Sistematik öngörü hataları, niçin “ideolojik kaynaklı”dır? Zira, IMF’nin “ekonomik felsefesi”, piyasa mekanizmasını toplumların doğal hali olarak kabul eder; farklı ekonomik sistemler içermez. Doğası gereği krize yatkın bir ekonomik sistem olan kapitalizm de çağdaş ekonomilerin incelenmesinde analitik bir kavram olarak yer almaz. (Örneğin IMF’nin Ekim 2019 tarihli dünya ekonomisi raporunda sözcük taraması yapınız; “kapitalizm” terimine rastlayamazsınız.) Kriz olgusunu içermeyen “arızî sorunlar” gözden geçirilir; o kadar… 

Aşağıdaki tablo IMF’nin son iki Türkiye raporuna bu doğrultuda göz atıyor. Tabloda, ekonomik ve toplumsal kriz ile ilgili üç genel gösterge, birbirini izleyen iki satırda yer alıyor. Önceki satırlar,  2018 Raporu’nun öngörülerini içeriyor. İkinci (2019) satırlar ise bunların bir yıl içinde ne derecede gerçekleştiğini ortaya koyuyor; ayrıca IMF’nin 2020 öngörülerini de veriyor. 

IMF ekonomik krizi öngörememiştir
IMF’nin yukarıda değindiğim sistematik iyimserliği Nisan 2018 Türkiye Raporu’nda gözleniyor: Bu belge, en azından dokuz ay boyunca (Ekim 2018-Haziran 2019 arasında) ekonomiyi etkileyecek krizi öngörememiştir. 

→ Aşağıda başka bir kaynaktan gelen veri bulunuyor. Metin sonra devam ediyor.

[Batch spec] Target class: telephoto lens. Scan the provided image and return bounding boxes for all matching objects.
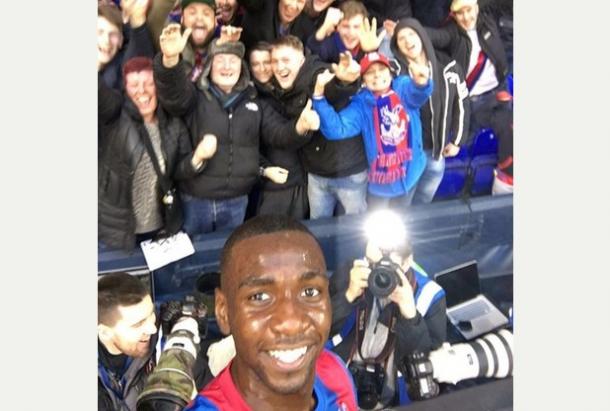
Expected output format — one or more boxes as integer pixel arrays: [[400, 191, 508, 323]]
[[428, 330, 513, 384]]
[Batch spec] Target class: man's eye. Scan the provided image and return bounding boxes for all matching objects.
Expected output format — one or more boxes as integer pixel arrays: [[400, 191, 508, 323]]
[[302, 287, 320, 298], [248, 293, 271, 301]]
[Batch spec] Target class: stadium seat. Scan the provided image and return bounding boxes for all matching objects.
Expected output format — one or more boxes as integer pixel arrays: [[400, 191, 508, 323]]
[[434, 147, 470, 200]]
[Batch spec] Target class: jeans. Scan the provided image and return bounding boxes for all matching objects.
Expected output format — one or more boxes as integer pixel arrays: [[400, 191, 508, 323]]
[[367, 188, 415, 212], [182, 193, 248, 237], [307, 170, 368, 220], [413, 150, 445, 205]]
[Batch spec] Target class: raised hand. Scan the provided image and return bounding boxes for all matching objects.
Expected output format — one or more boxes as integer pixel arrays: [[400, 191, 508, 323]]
[[159, 23, 193, 68], [216, 26, 243, 45], [332, 51, 360, 83], [383, 19, 397, 37], [121, 0, 148, 28], [263, 167, 288, 184], [192, 134, 218, 165], [313, 69, 335, 97], [360, 17, 386, 53], [316, 7, 343, 41], [345, 259, 371, 303], [296, 99, 320, 135], [409, 62, 430, 86]]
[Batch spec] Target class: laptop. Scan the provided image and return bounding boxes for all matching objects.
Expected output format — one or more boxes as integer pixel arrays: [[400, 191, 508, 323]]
[[434, 260, 508, 340]]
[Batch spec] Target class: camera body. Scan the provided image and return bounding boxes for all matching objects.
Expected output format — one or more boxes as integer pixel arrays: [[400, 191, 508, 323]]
[[160, 295, 208, 339], [368, 254, 402, 298], [348, 362, 385, 410]]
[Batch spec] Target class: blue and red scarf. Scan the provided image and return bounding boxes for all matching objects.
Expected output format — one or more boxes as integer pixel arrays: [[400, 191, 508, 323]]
[[369, 90, 411, 184]]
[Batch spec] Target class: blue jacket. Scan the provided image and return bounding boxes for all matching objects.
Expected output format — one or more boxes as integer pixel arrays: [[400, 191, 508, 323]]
[[313, 76, 433, 197]]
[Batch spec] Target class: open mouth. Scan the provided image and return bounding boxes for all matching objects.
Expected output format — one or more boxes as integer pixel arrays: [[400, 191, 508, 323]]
[[266, 346, 310, 371]]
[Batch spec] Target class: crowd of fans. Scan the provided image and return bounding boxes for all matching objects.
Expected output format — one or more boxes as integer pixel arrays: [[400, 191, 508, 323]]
[[97, 0, 513, 250]]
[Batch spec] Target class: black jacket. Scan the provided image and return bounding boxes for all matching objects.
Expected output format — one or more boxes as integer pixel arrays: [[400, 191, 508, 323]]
[[100, 24, 155, 90], [426, 6, 508, 84], [154, 54, 307, 199], [390, 18, 470, 160], [98, 78, 196, 251], [237, 0, 315, 49], [273, 55, 368, 178], [97, 333, 159, 411], [254, 79, 311, 191]]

Tablodaki GSYH büyüme oranlarına göz atın: 2018 Raporu’nda o yılın büyüme hızı fazlaca yüksek tahmin edilmişti. 2019 Raporu yayımlandığında bir önceki yılın millî gelir verileri belirlenmişti. Bu yanlışlık (mecburen) düzeltilmektedir. 

İki raporun GSYH verilerini 2018 için karşılaştırın: %4,4 → %2,8… İki rapor arasında daha da büyük bir “düzeltme”, 2019 GSYH öngörüleri için de yapılmaktadır: %4,0 → %0,2… (Sütun 1-2, satır 2-3).

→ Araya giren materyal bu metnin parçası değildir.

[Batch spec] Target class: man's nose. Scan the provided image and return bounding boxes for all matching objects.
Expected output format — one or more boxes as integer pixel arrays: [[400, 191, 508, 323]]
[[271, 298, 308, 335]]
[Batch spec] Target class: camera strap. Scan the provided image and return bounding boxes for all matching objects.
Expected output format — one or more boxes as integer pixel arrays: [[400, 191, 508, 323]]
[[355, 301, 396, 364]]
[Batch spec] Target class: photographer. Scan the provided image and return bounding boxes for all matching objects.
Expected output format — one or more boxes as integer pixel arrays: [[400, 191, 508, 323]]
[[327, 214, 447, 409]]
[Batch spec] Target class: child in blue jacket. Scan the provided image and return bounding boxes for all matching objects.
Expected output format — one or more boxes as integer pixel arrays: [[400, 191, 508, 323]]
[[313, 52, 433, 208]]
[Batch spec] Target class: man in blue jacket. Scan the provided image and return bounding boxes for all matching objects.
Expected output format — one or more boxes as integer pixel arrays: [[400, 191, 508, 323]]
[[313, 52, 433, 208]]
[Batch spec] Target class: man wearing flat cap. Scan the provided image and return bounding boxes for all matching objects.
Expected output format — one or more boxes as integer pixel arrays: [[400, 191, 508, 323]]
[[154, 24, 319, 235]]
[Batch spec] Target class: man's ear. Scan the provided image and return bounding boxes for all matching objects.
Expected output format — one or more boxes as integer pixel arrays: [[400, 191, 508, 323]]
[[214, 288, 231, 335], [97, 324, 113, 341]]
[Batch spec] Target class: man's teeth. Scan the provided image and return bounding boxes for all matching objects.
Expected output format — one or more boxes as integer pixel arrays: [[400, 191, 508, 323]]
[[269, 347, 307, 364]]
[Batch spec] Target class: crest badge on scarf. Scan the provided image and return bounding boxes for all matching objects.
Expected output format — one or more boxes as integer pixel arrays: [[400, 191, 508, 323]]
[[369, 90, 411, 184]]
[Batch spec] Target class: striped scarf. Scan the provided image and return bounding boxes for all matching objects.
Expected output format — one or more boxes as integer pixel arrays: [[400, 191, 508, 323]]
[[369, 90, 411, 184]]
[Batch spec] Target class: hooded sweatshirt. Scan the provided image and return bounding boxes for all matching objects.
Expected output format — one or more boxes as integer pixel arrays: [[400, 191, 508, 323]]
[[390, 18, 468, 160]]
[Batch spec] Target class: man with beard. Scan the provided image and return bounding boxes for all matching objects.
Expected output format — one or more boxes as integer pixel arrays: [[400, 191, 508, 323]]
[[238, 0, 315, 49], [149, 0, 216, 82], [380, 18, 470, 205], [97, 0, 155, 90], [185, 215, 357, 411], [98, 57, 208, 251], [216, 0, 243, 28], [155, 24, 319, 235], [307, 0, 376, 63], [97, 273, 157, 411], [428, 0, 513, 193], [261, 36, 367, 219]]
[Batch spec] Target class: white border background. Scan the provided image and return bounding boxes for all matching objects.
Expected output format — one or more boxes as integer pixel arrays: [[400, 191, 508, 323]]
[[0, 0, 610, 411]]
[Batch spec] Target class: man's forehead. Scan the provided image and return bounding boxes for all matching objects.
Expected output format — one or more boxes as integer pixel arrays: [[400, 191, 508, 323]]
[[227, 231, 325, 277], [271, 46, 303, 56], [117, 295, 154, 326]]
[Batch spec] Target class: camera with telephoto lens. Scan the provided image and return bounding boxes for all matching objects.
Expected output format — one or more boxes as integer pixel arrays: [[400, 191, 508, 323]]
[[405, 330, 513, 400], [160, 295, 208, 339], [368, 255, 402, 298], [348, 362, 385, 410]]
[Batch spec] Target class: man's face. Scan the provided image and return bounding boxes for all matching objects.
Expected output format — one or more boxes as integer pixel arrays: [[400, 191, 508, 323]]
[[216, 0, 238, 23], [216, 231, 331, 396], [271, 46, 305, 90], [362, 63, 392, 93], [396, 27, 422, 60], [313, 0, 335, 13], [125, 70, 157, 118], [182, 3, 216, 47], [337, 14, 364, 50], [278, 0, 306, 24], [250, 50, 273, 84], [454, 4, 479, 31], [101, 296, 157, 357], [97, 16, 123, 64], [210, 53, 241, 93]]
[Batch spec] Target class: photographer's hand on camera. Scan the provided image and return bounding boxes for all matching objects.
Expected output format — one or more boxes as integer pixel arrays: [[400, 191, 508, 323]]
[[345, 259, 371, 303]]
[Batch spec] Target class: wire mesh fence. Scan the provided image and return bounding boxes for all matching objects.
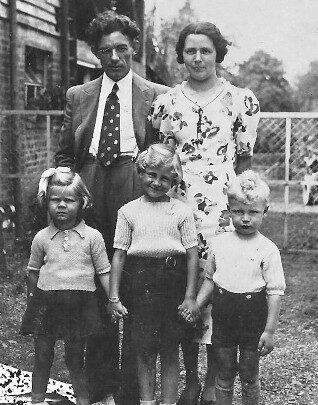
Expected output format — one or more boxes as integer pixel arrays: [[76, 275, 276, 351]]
[[0, 110, 318, 254], [253, 113, 318, 250]]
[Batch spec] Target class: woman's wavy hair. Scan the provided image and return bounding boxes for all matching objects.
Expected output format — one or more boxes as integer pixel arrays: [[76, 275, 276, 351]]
[[176, 21, 231, 64], [136, 143, 183, 185], [86, 10, 140, 53], [37, 169, 92, 211]]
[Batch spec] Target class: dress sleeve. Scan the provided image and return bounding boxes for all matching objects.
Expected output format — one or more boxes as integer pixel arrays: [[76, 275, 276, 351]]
[[114, 208, 132, 251], [233, 89, 260, 156], [149, 92, 176, 147], [91, 231, 110, 274], [27, 234, 45, 272], [205, 246, 216, 281], [263, 246, 286, 295]]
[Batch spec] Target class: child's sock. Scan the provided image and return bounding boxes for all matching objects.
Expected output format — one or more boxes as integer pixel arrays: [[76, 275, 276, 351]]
[[215, 384, 234, 405], [242, 380, 261, 405]]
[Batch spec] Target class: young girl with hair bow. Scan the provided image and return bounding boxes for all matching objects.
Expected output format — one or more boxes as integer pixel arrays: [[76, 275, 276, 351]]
[[20, 167, 110, 405]]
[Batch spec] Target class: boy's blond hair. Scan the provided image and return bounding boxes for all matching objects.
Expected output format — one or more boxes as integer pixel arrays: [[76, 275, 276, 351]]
[[227, 170, 270, 204]]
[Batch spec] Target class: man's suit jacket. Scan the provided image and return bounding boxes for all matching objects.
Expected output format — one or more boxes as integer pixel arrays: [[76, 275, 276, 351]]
[[55, 73, 168, 172]]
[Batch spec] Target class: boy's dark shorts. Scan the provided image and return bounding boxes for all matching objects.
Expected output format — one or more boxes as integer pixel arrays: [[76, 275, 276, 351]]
[[123, 255, 187, 353], [212, 285, 267, 351]]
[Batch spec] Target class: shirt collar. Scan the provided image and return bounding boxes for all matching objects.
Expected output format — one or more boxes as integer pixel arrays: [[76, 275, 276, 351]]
[[102, 69, 133, 94], [49, 219, 85, 239]]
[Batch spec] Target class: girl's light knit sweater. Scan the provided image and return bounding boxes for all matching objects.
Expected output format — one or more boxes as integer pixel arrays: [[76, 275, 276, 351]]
[[114, 196, 198, 257]]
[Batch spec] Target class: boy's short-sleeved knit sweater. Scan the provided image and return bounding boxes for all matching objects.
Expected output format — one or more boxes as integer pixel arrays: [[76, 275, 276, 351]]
[[206, 231, 286, 295], [28, 221, 110, 291], [114, 196, 198, 257]]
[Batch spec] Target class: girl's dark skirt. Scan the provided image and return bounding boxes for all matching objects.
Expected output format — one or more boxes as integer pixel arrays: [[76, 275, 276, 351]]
[[121, 255, 187, 353], [20, 288, 103, 340], [212, 285, 267, 350]]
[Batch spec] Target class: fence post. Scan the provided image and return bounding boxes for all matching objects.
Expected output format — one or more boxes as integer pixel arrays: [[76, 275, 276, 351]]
[[283, 117, 291, 249], [46, 114, 51, 168], [0, 207, 8, 274]]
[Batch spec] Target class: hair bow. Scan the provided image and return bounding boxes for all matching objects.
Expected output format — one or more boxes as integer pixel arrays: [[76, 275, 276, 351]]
[[38, 166, 71, 195]]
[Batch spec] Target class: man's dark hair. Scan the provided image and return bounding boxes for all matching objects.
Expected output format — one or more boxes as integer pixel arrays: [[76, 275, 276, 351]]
[[86, 10, 140, 52]]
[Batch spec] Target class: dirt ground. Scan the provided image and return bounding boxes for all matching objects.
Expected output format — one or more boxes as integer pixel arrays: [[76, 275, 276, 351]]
[[0, 249, 318, 405]]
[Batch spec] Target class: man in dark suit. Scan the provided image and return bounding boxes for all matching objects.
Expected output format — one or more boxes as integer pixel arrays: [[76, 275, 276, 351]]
[[55, 11, 168, 405]]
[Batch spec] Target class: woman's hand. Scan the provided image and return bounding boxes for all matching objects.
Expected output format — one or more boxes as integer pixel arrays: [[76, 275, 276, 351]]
[[108, 301, 128, 321]]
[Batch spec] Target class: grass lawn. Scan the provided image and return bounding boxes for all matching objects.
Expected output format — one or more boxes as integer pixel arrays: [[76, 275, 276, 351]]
[[0, 249, 318, 405]]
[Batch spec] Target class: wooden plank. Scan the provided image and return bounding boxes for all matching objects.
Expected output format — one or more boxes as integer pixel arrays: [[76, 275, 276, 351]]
[[17, 1, 56, 25], [17, 0, 55, 14], [18, 14, 60, 37]]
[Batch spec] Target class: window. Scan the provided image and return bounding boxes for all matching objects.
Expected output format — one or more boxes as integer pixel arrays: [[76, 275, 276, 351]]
[[24, 46, 52, 109]]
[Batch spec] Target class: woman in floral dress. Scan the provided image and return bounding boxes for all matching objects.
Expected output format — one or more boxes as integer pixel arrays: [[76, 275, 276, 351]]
[[150, 22, 259, 405]]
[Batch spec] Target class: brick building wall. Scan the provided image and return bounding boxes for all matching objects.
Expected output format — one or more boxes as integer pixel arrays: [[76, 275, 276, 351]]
[[0, 0, 61, 228], [0, 0, 145, 234]]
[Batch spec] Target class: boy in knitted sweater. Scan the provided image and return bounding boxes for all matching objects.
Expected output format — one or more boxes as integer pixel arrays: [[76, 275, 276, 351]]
[[109, 144, 199, 405], [197, 170, 285, 405]]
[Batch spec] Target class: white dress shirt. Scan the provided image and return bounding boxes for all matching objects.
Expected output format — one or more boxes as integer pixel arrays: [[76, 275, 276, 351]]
[[89, 70, 138, 156]]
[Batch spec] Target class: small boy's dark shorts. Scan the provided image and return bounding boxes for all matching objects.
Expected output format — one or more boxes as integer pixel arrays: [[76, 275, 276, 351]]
[[212, 285, 267, 351], [123, 255, 187, 353]]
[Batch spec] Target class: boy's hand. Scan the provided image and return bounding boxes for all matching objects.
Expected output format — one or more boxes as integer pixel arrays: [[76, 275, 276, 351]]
[[178, 298, 200, 323], [257, 331, 274, 356], [108, 301, 128, 322]]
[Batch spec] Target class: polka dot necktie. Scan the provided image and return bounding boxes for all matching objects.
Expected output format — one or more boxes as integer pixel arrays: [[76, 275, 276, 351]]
[[97, 83, 120, 166]]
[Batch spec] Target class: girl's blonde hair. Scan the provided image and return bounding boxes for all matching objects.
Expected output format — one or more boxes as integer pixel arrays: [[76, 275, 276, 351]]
[[227, 170, 270, 204], [136, 143, 183, 185], [37, 167, 92, 210]]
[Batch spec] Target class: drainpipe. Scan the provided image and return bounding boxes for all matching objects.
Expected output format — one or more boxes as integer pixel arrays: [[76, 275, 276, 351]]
[[61, 0, 70, 92], [9, 0, 22, 238]]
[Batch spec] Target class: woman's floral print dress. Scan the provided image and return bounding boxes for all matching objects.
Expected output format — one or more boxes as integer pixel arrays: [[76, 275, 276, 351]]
[[150, 79, 259, 343]]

2019 millî gelir verileri kesinleşmemiştir; ama ilk altı ay için hesaplanan küçülme temposu son Raporu, yılın tümü için “sıfır büyüme” öngörüsüne yönlendirmiştir. 

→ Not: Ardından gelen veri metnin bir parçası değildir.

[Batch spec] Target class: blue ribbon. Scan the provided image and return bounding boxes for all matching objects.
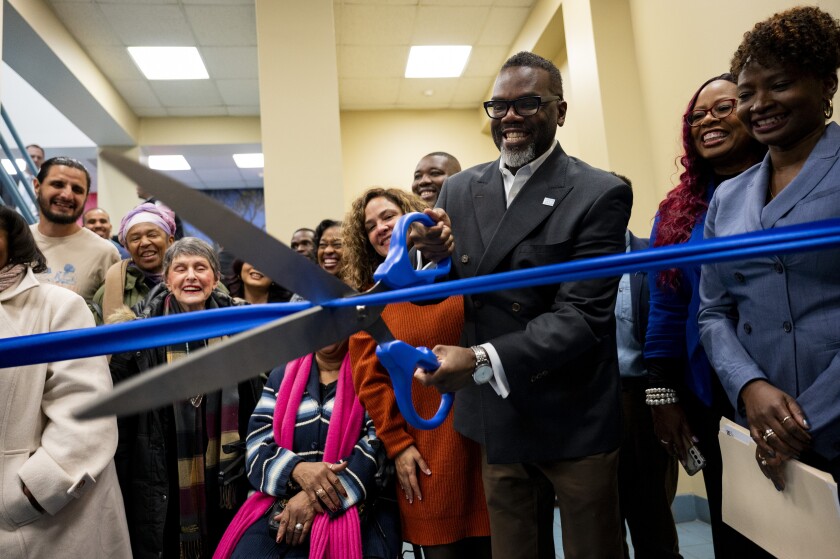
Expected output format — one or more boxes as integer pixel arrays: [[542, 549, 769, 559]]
[[0, 219, 840, 428]]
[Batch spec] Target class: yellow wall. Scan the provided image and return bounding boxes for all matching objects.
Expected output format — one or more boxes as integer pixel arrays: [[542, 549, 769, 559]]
[[340, 110, 499, 209]]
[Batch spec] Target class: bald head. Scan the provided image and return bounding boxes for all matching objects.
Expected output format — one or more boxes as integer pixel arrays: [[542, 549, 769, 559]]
[[411, 151, 461, 207]]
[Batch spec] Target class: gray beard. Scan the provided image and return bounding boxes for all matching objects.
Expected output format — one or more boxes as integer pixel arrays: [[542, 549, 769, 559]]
[[501, 143, 537, 169]]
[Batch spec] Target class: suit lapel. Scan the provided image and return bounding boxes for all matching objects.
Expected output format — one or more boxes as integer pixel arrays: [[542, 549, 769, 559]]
[[476, 146, 571, 275], [753, 125, 840, 229], [470, 159, 507, 250]]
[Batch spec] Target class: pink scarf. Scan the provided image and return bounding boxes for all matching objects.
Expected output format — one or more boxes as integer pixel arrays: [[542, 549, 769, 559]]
[[213, 353, 364, 559]]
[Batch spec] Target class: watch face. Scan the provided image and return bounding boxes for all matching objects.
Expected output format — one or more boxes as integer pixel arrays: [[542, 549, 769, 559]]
[[473, 365, 493, 384]]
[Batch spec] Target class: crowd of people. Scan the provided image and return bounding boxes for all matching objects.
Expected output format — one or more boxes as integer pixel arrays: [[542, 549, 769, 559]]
[[0, 7, 840, 559]]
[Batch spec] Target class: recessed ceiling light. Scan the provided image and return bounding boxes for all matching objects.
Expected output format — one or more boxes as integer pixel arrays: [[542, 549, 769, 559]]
[[233, 153, 265, 169], [3, 159, 26, 175], [405, 45, 472, 78], [149, 155, 190, 171], [128, 47, 210, 80]]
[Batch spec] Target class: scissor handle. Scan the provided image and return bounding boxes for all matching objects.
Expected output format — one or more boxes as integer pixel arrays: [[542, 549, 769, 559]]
[[376, 340, 453, 430], [373, 212, 452, 289]]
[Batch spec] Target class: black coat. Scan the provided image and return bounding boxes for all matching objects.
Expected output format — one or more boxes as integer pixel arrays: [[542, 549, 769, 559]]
[[438, 146, 632, 463], [111, 285, 262, 559]]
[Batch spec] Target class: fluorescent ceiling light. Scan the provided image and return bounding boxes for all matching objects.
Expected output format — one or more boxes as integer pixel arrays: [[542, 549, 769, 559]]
[[3, 159, 26, 175], [405, 45, 472, 78], [149, 155, 190, 171], [233, 153, 265, 169], [128, 47, 210, 80]]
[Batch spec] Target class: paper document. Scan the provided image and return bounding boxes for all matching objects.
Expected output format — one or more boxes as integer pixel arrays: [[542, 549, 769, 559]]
[[718, 418, 840, 559]]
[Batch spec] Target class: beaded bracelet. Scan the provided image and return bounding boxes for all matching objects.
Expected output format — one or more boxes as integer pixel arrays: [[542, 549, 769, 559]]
[[645, 388, 680, 406]]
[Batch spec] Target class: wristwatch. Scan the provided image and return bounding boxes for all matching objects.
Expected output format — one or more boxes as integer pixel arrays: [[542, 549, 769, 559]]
[[470, 345, 493, 384]]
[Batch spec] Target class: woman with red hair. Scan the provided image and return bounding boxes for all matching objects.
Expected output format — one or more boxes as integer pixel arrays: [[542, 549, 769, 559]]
[[645, 74, 766, 557]]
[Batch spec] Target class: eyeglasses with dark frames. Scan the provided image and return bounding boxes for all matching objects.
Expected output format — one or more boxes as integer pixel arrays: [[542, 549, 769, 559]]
[[484, 95, 561, 120], [685, 99, 738, 126]]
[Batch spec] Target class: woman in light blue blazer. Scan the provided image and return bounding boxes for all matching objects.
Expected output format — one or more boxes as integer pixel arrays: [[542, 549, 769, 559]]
[[699, 7, 840, 491]]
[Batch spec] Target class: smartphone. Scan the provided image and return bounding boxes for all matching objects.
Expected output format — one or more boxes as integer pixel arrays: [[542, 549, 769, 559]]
[[680, 444, 706, 476]]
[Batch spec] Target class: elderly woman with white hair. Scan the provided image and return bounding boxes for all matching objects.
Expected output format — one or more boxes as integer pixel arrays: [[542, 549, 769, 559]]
[[90, 202, 175, 324], [111, 237, 261, 559]]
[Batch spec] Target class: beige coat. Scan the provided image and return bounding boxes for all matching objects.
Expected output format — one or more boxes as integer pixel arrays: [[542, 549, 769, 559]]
[[0, 271, 131, 559]]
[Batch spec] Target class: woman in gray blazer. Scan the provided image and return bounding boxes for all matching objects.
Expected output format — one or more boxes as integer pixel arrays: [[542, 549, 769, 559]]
[[699, 7, 840, 491]]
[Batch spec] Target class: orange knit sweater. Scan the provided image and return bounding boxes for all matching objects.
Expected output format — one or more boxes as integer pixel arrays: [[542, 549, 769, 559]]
[[350, 296, 490, 546]]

2020 ve sonrasının büyüme öngörüleri
Türkiye millî geliri, 2020 ve sonrasında nasıl seyredecek?

Ekonomiler olgunlaştıkça (emek rezervleri azaldıkça) büyüme potansiyeli de düşmeye başlar. Tarımda ve kentlerde hâlâ yüksek düzeylerde âtıl emek barındıran Türkiye ekonomisi “olgunlaşma” eşiğine ulaşmamıştır; ama (burada tartışamayacağım çeşitli etkenler) büyüme eğilimini aşağı çekmektedir. 
IMF son iki raporunda bu doğrultuda da kötümser bir “düzeltme” yapıyor ve Türkiye ekonomisinin ortalama büyüme öngörülerini (kabaca üçte bir oranında) aşağı çekiyor. 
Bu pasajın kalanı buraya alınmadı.